Inadequate wildfire policy highlighted in lecture

Elizabeth Stoeger, Staff Writer

The 2015 fire season was the worst in recorded history with $2.5 billion spent in fighting or attempting to suppress wildfires and over ten million acres burned.

Visiting senior scholar, William E. Fleeger presented his lecture, “Our Annual Crisis: Is U.S. Wildfire Policy Sustainable?” on Thursday afternoon in Graf Hall.

Fleeger argued, “It seems like every year we double down on a policy that’s not serving us well. We spend more money, more resources, more effort to fight fires but it doesn’t seem to be solving the issue.”

The government has created many organizations devoted to fighting wildfire and wildlife protection.

In 1905, the United States Forest Service (USFS) was established in an effort to protect America’s timber resources.

Franklin D. Roosevelt’s New Deal spurred the establishment of the Civilian Conservation Corps (CCC) in the 1930s as a way to help preserve the environment as well as to employ men burdened by the Great Depression.

The CCC was put to the test in 1933 with the Tillamook Burn, one of the first cases of extreme fire behavior.

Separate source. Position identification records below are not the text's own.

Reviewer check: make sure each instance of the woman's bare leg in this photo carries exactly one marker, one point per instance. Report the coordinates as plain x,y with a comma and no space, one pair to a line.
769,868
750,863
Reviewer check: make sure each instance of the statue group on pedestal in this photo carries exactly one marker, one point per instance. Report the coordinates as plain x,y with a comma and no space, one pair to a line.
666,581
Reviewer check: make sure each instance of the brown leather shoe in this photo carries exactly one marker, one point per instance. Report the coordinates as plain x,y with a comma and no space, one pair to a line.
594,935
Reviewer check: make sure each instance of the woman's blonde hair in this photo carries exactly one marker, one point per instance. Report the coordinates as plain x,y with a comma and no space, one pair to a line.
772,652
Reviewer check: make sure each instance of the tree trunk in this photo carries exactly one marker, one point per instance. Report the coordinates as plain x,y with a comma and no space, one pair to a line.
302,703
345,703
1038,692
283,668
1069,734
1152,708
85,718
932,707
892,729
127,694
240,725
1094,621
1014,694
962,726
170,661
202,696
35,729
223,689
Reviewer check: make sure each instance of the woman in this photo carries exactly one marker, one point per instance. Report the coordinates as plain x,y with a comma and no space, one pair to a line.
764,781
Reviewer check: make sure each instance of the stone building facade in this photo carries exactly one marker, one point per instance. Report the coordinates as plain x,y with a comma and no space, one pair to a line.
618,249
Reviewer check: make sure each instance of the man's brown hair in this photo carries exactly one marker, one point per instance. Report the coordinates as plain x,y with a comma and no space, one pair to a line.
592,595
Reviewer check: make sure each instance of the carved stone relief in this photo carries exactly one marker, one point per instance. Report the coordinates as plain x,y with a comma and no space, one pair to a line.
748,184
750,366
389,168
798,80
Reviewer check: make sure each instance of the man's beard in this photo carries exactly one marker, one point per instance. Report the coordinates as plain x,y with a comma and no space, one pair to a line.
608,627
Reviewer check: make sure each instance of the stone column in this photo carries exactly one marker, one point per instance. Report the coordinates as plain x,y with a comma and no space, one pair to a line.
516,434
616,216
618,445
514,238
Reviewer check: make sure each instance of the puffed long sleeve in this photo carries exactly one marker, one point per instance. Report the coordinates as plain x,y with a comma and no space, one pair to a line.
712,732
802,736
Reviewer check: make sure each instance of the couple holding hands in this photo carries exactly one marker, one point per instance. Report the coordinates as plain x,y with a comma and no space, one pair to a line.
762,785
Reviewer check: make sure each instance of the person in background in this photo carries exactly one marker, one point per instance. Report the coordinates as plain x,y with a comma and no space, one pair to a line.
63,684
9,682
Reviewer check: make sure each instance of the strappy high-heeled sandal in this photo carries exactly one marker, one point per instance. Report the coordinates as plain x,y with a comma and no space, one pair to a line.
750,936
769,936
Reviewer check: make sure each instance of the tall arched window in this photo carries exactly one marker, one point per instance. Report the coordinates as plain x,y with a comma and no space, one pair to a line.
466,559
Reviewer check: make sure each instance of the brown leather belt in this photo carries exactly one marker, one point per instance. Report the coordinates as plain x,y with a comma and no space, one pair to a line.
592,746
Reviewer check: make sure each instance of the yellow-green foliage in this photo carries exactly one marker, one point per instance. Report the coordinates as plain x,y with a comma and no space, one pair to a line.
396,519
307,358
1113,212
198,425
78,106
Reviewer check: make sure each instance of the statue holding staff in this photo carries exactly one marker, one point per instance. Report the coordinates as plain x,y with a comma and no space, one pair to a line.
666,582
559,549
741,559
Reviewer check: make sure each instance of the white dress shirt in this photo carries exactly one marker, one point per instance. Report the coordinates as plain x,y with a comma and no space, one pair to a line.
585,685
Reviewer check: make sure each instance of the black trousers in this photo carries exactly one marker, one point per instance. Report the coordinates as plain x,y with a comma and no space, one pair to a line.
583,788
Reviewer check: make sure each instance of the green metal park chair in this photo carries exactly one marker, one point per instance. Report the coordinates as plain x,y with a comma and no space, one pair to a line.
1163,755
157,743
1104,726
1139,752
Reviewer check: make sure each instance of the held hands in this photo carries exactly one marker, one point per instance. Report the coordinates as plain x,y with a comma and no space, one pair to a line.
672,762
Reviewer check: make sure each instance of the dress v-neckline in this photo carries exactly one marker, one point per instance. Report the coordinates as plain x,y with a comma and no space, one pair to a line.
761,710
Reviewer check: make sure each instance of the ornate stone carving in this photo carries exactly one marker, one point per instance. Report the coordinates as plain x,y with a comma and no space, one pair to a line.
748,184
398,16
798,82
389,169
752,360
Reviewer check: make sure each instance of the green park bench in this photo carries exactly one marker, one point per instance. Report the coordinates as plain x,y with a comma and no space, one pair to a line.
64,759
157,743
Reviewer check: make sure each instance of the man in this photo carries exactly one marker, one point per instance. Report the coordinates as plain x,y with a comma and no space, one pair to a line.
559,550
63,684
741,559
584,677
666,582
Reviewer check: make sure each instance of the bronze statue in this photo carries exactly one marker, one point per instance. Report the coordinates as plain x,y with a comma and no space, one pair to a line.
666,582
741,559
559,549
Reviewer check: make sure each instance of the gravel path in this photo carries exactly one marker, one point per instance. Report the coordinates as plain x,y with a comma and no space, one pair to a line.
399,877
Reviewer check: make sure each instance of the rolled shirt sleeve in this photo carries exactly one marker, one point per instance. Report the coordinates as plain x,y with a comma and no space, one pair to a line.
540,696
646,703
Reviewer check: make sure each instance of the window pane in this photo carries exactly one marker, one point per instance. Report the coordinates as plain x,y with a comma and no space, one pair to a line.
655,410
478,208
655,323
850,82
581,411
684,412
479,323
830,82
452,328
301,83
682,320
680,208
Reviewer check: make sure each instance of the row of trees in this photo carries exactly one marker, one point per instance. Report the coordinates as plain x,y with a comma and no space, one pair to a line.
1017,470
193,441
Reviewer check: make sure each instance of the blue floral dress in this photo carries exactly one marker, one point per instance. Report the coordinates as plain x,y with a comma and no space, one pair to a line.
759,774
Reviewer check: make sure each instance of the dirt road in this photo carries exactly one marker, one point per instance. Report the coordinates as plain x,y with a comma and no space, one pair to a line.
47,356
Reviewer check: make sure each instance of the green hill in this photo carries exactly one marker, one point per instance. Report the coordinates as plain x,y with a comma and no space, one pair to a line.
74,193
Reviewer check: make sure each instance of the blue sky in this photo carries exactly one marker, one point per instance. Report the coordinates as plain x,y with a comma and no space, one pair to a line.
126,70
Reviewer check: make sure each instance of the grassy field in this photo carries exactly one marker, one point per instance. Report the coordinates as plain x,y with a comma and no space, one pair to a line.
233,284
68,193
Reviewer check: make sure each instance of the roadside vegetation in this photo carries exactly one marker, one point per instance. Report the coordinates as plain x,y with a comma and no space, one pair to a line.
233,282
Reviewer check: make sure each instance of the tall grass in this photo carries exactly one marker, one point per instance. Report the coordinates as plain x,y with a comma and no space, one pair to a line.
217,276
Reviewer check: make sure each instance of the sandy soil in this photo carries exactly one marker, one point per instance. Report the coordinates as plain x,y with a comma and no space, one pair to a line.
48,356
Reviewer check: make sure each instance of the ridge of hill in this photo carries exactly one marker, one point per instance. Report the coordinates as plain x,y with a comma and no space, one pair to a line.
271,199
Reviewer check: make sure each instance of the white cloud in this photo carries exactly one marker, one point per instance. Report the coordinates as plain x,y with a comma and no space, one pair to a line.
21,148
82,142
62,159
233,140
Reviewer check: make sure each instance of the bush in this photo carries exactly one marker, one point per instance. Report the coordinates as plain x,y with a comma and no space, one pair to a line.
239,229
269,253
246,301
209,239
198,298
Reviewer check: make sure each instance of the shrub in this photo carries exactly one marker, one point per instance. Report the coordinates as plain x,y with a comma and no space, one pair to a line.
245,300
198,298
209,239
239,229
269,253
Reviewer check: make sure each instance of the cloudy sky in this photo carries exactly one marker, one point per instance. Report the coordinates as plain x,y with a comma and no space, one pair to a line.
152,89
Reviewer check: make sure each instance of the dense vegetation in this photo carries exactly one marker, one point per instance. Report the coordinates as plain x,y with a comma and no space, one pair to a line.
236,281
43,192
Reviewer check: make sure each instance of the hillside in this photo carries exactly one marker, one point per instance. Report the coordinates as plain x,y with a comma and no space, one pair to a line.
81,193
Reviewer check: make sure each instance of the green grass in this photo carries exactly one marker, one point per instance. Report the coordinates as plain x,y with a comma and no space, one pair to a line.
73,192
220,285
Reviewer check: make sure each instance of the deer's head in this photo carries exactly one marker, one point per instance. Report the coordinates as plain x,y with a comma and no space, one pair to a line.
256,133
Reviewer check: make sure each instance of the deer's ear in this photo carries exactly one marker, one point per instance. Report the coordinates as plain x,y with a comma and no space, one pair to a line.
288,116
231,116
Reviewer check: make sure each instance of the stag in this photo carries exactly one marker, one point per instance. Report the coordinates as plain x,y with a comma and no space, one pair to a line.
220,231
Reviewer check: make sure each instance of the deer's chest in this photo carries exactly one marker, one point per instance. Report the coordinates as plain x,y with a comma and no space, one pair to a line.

Once the fire was initially extinguished, the same spot would burn every six years.

Nation emblem of fire prevention, Smokey the Bear was created in 1945.

The National Park Service (NPS) adopted a wildfire procedure called “Let it burn.” This new policy was an answer to the research being done on the high risks of fire suppression, which had been America’s previous strategy.

“Unfortunately, when you suppress fires it’s somewhat like putting your thumb over the garden hose. The pressure builds and builds . . . until finally it explodes.”

Fire suppression has lead to a fewer number of wildfires but much more severe ones.

This new policy was somewhat of a success but led to intense public uproar, especially when a wildfire broke out in Yellowstone National Park and the NPS decided to let it burn.

To their credit, the NPS “stood their ground and took their lumps and they learned from it.”

The Federal Land Assistance, Management, and Enhancement Act (FLAME) was passed in 2009 and they created a cohesive national strategy guide in 2014.

The guide focused on restoring and maintaining landscapes, creating fire-adapted communities, and effective wildfire response.

In creating a wildfire policy, securing funding for both prevention and the actual fighting of fires when they occur is a main consideration.

In recent history, the government has chosen to put more funds into suppressing fires.

Fleeger viewed this as ineffectual, “The more money that they [the government] spend on suppression, the less they can spend on all the other things that they do including trying to reduce fuels in advance of a wildfire. Those projects get put on the backburner.”

Looking toward the future, Fleeger recommended steps to make the response to wildfire more practical and efficient.

He argued that we should change the way we pay for fire suppression and utilize local land use and building code information to regulate development in the Wildland Urban Interface (WUI).

The WUI are the private homes at risk of wildfires. Currently, 40 percent of houses in the U.S. are in the WUI.

Fleeger said, “The most important thing we could do is go back to the model the Forest Service first adopted when they were effectively implementing forest fire suppression by working cooperatively with state and local governments” to both suppress fire and restore landscapes.

We also need firefighters to work not only in the thick of fire season but all year. They could “do prescribed burns on private lands, they could be reducing fuels adjacent to neighborhoods during the winter, they could be doing prescribed burns in the off season.”

He pointed to Flagstaff, AZ, as a “model” wildfire prevention program.

They maintain a crew in the off-season and work on prescribed burns on both private lands and, in some cases, neighborhoods. If someone is allergic to smoke, they arrange for the person to stay at a hotel and be out of the area during the burns.

We still have a long way to come in our wildfire policy but with people like Fleeger interested in the topic and exemplary programs like they have in Flagstaff, finding an effective solution is more likely than ever.